BERITA proklamasi di wilayah Borneo bagian Selatan memang mengalami banyak tantangan serta perlu perjuangan. Seperti di wilayah Pagatan berita Proklamasi itu agak terlambat diketahui.

BERITA terlepasnya negeri ini dari penjajahan Belanda baru diketahui setelah datang utusan dari Gubernur Kalimantan Ir. Pangeran Muhammad Noor, yang mengutus Andi Sekencuang dan Andi Maksum ke Pagatan.

Sementara itu, tokoh-tokoh masyarakat Pagatan mengirim utusan ke Balikpapan yang terdiri dari A. Syukur Rahim, dan Minhaj untuk memperoleh informasi terakhir situasi di Balikpapan.

Utusan tersebut setelah kembali menceritakan tentang kegiatan rapat-rapat umum yang diadakan oleh I.N.I (Ikatan Nasional Indonesia).

Realisasi dari kedatangan Andi Sekencuang dan Andi Maksum sebagai utusan dari Gubernur Kalimantan ke Pagatan, maka pada tanggal 25 September 1945 merupakan hari sejarah bagi rakyat Pagatan, karena pada hari itu pertama kali dikibarkan bendera merah putih, dilangsungkannya rapat umum.

BACA : Sekelumit Kisah Proklamasi : Dari Berita Gelap Hingga Penyembunyian Hamidhan (1)

Agendanya adalah pembentukan Komite Nasional Indonesia Daerah Pagatan yang terdiri dari : Andi Ancong, Andi Jufri, Gusti Ibrahim.

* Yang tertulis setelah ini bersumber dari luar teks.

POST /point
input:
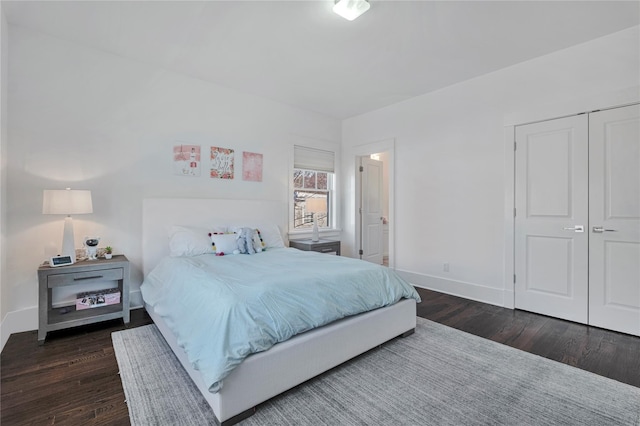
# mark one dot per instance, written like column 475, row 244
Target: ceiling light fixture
column 351, row 9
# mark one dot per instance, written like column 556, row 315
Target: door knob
column 600, row 229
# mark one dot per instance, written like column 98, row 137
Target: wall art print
column 221, row 163
column 186, row 160
column 251, row 166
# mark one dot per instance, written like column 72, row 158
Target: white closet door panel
column 552, row 205
column 614, row 210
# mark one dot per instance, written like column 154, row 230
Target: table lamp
column 67, row 201
column 315, row 206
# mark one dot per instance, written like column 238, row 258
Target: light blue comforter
column 224, row 308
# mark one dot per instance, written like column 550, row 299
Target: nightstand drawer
column 85, row 277
column 321, row 246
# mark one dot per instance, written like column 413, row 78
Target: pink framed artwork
column 221, row 163
column 186, row 160
column 252, row 166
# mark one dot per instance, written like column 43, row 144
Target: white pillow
column 188, row 241
column 225, row 243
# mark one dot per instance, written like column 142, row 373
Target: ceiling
column 300, row 53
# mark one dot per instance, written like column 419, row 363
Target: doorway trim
column 387, row 146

Selain itu dibentuk pula Tentara Keamanan Rakyat (TKR) yang pimpinan umumnya dijabat oleh M. Baderi dengan diwakili oleh Andi Faisal dan Andi A. Karim yang dilengkapi dengan 9 orang pasukan.

Selain itu, dikirim utusan yang terdiri dari H. Baderi, Gusti Ibrahim, M. Yasin dan M. Hasan Dahul ke Banjarmasin dengan berjalan kaki pulang pergi untuk memperoleh informasi tentang situasi terakhir. 

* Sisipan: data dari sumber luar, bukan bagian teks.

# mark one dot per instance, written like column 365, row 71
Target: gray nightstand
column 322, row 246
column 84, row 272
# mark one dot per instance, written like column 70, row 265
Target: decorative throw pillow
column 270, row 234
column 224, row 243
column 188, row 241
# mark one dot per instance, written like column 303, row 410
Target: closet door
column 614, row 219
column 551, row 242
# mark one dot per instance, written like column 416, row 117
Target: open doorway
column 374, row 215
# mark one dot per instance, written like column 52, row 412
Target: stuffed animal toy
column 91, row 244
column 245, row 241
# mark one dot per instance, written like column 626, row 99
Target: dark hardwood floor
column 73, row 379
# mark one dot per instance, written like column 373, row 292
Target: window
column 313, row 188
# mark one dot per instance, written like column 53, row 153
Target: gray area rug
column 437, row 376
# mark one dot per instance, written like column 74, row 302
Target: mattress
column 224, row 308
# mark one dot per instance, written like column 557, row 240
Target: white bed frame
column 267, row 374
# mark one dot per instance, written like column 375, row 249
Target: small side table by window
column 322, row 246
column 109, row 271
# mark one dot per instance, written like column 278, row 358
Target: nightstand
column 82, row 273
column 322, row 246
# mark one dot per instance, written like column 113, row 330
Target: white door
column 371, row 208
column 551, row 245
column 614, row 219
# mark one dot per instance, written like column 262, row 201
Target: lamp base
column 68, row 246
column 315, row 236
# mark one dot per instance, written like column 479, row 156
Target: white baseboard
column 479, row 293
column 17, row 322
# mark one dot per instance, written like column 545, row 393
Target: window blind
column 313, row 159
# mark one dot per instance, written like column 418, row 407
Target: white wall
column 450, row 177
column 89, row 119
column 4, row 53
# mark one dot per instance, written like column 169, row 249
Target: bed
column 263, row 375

Sikap dan tindakan pemerintah Jepang terhadap kegiatan masyarakat ialah berusaha agar kegiatan dalam keadaan tenteram jangan terjadi hal-hal yang mengganggu sementara menunggu Sekutu tiba.

Pada mulanya, Jepang menaruh simpati terhadap perjuangan kemerdekaan. Namun sikap simpati itu dimaksudkan agar rakyat di daerah ini bersedia bersama-sama membantu Jepang untuk mempertahankan diri dari serangan Sekutu.

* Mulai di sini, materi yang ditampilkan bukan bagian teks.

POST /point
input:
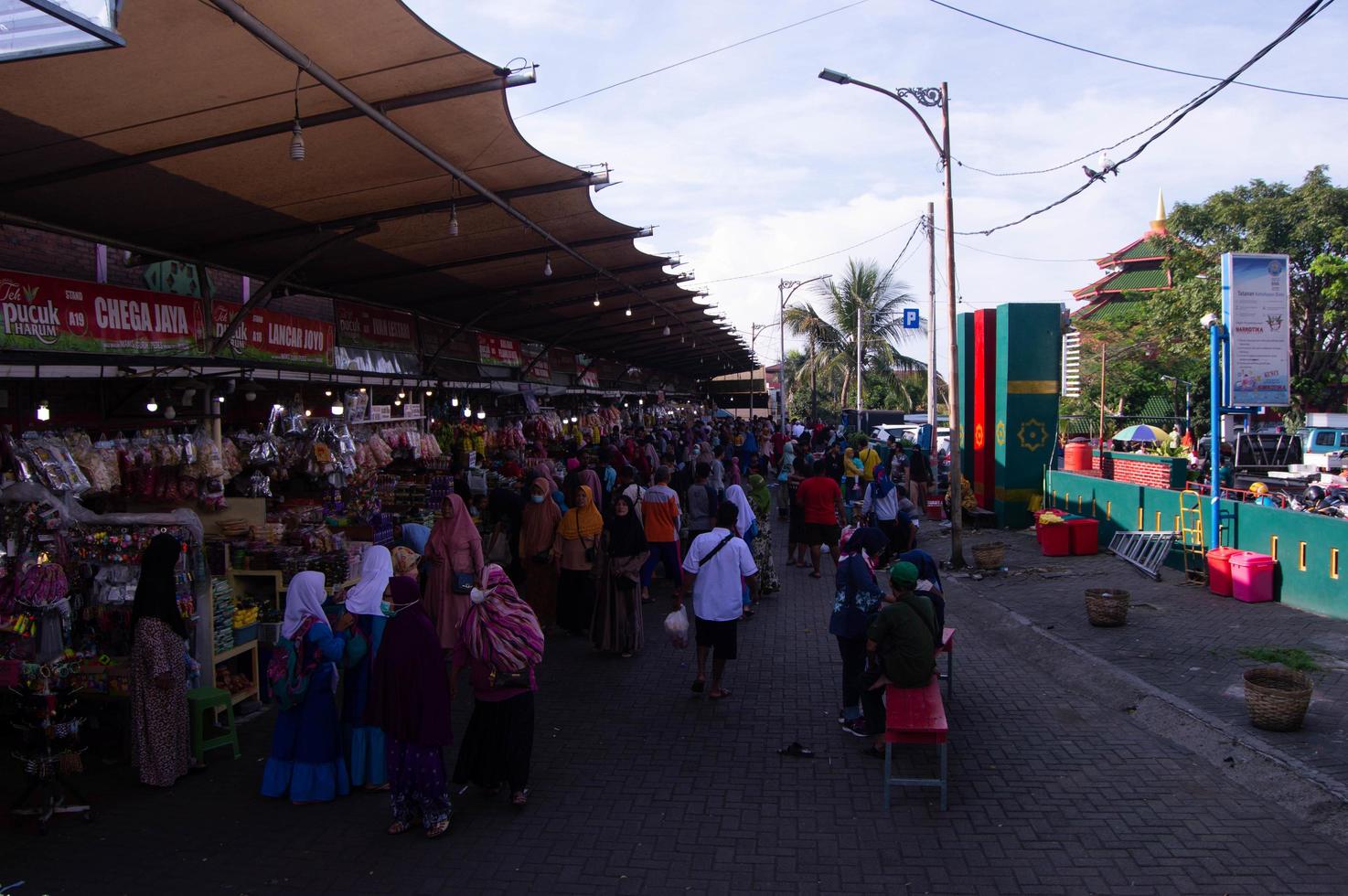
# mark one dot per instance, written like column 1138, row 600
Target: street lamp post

Sikap ini juga mengandung maksud agar orang Indonesia jangan memusuhi Jepang pada saat-saat Dai Nippon menghadapi Sekutu.

BACA : PRI, Kado Terakhir Jepang Pasca Kekalahan Perang Pasifik

Tindakan-tindakan pemerintah Jepang yang menghambat itu. Antara lain tindakan penguasa Jepang melarang A.A Hamidhan yang baru kembali dari menghadiri sidang-sidang PPKI di Jakarta untuk mengambil langkah-langkahsehubungan dengan tugasnya sebagai anggota PPKI dari daerah Kalimantan Selatan.

Karena sikap pemerintah Jepang itulah A.A Hamidhan tidak berhasil membentuk Komite Nasional Daerah Kalimantan, tidak berhasil membentuk PNI dan terlambatnya memuat berita tentang Proklamasi Kemerdekaan pada surat kabar “Borneo Simboen”.

Penguasa Jepang memindahkan orang-orang yang dianggapnya dapat mempengaruhi situasi daerah Kalimantan Selatan ke Pulau Jawa, dengan maksud status quo di daerah ini tetap utuh. Akibatnya, orang-orang yang sangat diharapkan di daerah ini sebagai pelopor dan penggerak tidak ada lagi.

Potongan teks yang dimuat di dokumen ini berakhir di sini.